Selamat datang dalam dunia imajinasi saya.
Hidup ini penuh dengan misteri. Tidak ada satu manusia pun yang mampu mengungkapkannya dengan benar. Hari ini bisa jadi seorang yang kaya raya, esok entah apa yang akan terjadi. Bisa tetap jadi kaya atau sebaliknya, miskin semiskin miskinnya. Suatu ketika kita bisa bahagia karena dapat hadiah utama sebuah kuis, di waktu lain mungkin saja kita harus membayar hutang yang tak terduga jumlahnya memberatkan hati, pikiran dan tentu saja kocek kita. Ada yang lebih ekstrim lagi. Di suatu masa, seseorang bisa menjadi malaikat penolong dengan tanpa cacat dosa dan kesalahan apapun. Dia pun mencapai apa yang dinamakan puncak kejayaan dalam ibadah yang tidak mengabaikan dunia. Seketika, tanpa disadari dia pun bisa terjerat hukum karena dugaan kasus pengikut aliran sesat. Phiuh! Hidup…hidup. Dunia…dunia. Susah memang. Hidupku pun penuh misteri. Entah apa yang membawaku bisa seperti ini. Aku pun tak tahu entah apa yang dapat membuat hidupku berubah nanti. Yang jelas, aku harus bertahan hidup sekarang. Aku tidak berani berharap atas rahmat, hidayah, karunia entah apalagi istilahnya sehingga hidupku berubah menjadi lebih baik dan aku bertobat. Aku tak tahu dan sementara aku tidak mau tahu. Keadaanku setiap hari susah dan hanya memikirkan apa aku bisa makan hari ini.
Hah! Pekerjaan ku membuat ku pusing. Setiap malam aku harus menjajakan jasa layanan siap pakai untuk orang-orang yang mau menumpahkan hasrat seksnya. Terkadang aku dapat pelanggan banyak sampai aku tidak mampu memenuhinya. Terkadang sampai larut malam bahkan sampai pagi dandananku luntur oleh terpaan angin, debu dan keringatku dan bukan oleh basuhan atau belaian pelangganku.
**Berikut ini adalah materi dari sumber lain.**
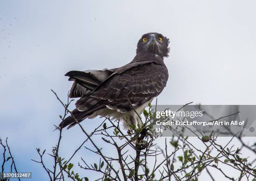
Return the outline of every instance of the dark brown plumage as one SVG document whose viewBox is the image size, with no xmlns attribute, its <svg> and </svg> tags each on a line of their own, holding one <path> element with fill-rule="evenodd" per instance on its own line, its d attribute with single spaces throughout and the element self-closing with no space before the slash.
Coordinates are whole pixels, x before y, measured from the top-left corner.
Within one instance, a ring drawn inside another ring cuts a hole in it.
<svg viewBox="0 0 256 181">
<path fill-rule="evenodd" d="M 139 41 L 133 60 L 124 66 L 110 70 L 68 72 L 65 75 L 74 81 L 69 96 L 80 97 L 72 111 L 76 119 L 81 122 L 97 115 L 109 116 L 125 119 L 126 127 L 128 125 L 136 125 L 139 119 L 133 106 L 141 114 L 166 85 L 168 72 L 163 58 L 168 56 L 168 44 L 169 39 L 161 34 L 147 33 Z M 69 128 L 76 123 L 69 116 L 59 125 L 69 125 Z"/>
</svg>

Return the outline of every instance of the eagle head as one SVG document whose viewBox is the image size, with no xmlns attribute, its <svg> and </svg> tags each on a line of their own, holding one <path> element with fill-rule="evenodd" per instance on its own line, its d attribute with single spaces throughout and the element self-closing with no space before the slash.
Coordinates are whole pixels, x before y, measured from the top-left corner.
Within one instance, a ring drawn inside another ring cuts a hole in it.
<svg viewBox="0 0 256 181">
<path fill-rule="evenodd" d="M 150 52 L 162 57 L 168 57 L 169 42 L 169 39 L 161 34 L 148 33 L 143 35 L 139 40 L 136 53 Z"/>
</svg>

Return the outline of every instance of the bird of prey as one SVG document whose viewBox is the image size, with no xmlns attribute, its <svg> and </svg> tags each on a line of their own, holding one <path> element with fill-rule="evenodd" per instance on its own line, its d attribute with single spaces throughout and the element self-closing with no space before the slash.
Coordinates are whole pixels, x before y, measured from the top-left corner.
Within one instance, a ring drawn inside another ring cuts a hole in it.
<svg viewBox="0 0 256 181">
<path fill-rule="evenodd" d="M 110 69 L 67 73 L 69 80 L 74 81 L 69 97 L 80 99 L 73 116 L 59 126 L 69 125 L 69 129 L 77 123 L 76 120 L 81 122 L 97 116 L 122 120 L 125 129 L 141 123 L 137 113 L 141 115 L 166 85 L 168 71 L 164 58 L 168 56 L 169 43 L 169 39 L 161 34 L 146 33 L 139 40 L 136 55 L 128 64 Z"/>
</svg>

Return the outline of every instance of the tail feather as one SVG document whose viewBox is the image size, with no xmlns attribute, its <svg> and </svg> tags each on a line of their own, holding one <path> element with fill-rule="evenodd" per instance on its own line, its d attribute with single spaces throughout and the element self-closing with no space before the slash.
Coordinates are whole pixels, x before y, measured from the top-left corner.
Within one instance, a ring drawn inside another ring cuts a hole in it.
<svg viewBox="0 0 256 181">
<path fill-rule="evenodd" d="M 95 111 L 105 107 L 104 105 L 100 105 L 85 111 L 80 111 L 77 108 L 76 108 L 72 112 L 73 116 L 71 115 L 65 118 L 59 124 L 59 127 L 64 128 L 69 125 L 67 128 L 68 129 L 77 123 L 76 120 L 78 121 L 79 122 L 80 122 L 93 114 Z"/>
</svg>

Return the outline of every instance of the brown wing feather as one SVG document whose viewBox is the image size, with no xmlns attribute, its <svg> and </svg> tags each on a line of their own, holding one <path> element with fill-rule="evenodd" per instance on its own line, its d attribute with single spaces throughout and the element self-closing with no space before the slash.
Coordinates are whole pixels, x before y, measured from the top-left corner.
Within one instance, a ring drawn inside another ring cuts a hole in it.
<svg viewBox="0 0 256 181">
<path fill-rule="evenodd" d="M 165 66 L 150 63 L 138 65 L 116 74 L 98 86 L 88 95 L 78 100 L 76 107 L 86 111 L 97 105 L 127 112 L 157 97 L 166 86 L 168 73 Z"/>
</svg>

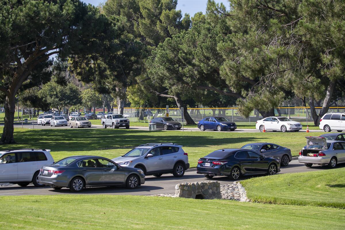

Karena sepinya pelanggan atau karena memang banyak saingan-saingan ku yang beroperasi di wilayah yang sama. Huh! Brengsek mereka! Aku tahu, mereka memang lebih cantik dari aku. Tapi mbok ya bagi-bagi rezeki. Kalau sudah tidak dapat pelanggan, aku harus berpuasa karena uang yang ada harus aku simpan untuk bayar sewa rumah. Kalau enggak dibayar, aku bisa diusir nanti. Ibu yang punya rumah galak banget. Dia enggak tanggung-tanggung kalo ngusir orang. Temanku pernah diusir karena telat bayar, padahal baru dua hari loh. Ihh! Serem. Semua barang-barang yang ada didalam kamarnya, dibuang ke jalan depan rumah. Teganya! Udah gitu pake teriak-teriak lagi. Aku enggak mau diusir. Kalo aku diusir, aku harus tinggal dimana lagi. Cari sewaan rumah yang murah jaman sekarang susah. Udah mahal, lingkungannya pun enggak mendukung profesiku. Mereka memang usil. Mau tahu aja urusan orang. Gatel kalo enggak ngomongin orang. Ihh! Sebel..sebel..sebel!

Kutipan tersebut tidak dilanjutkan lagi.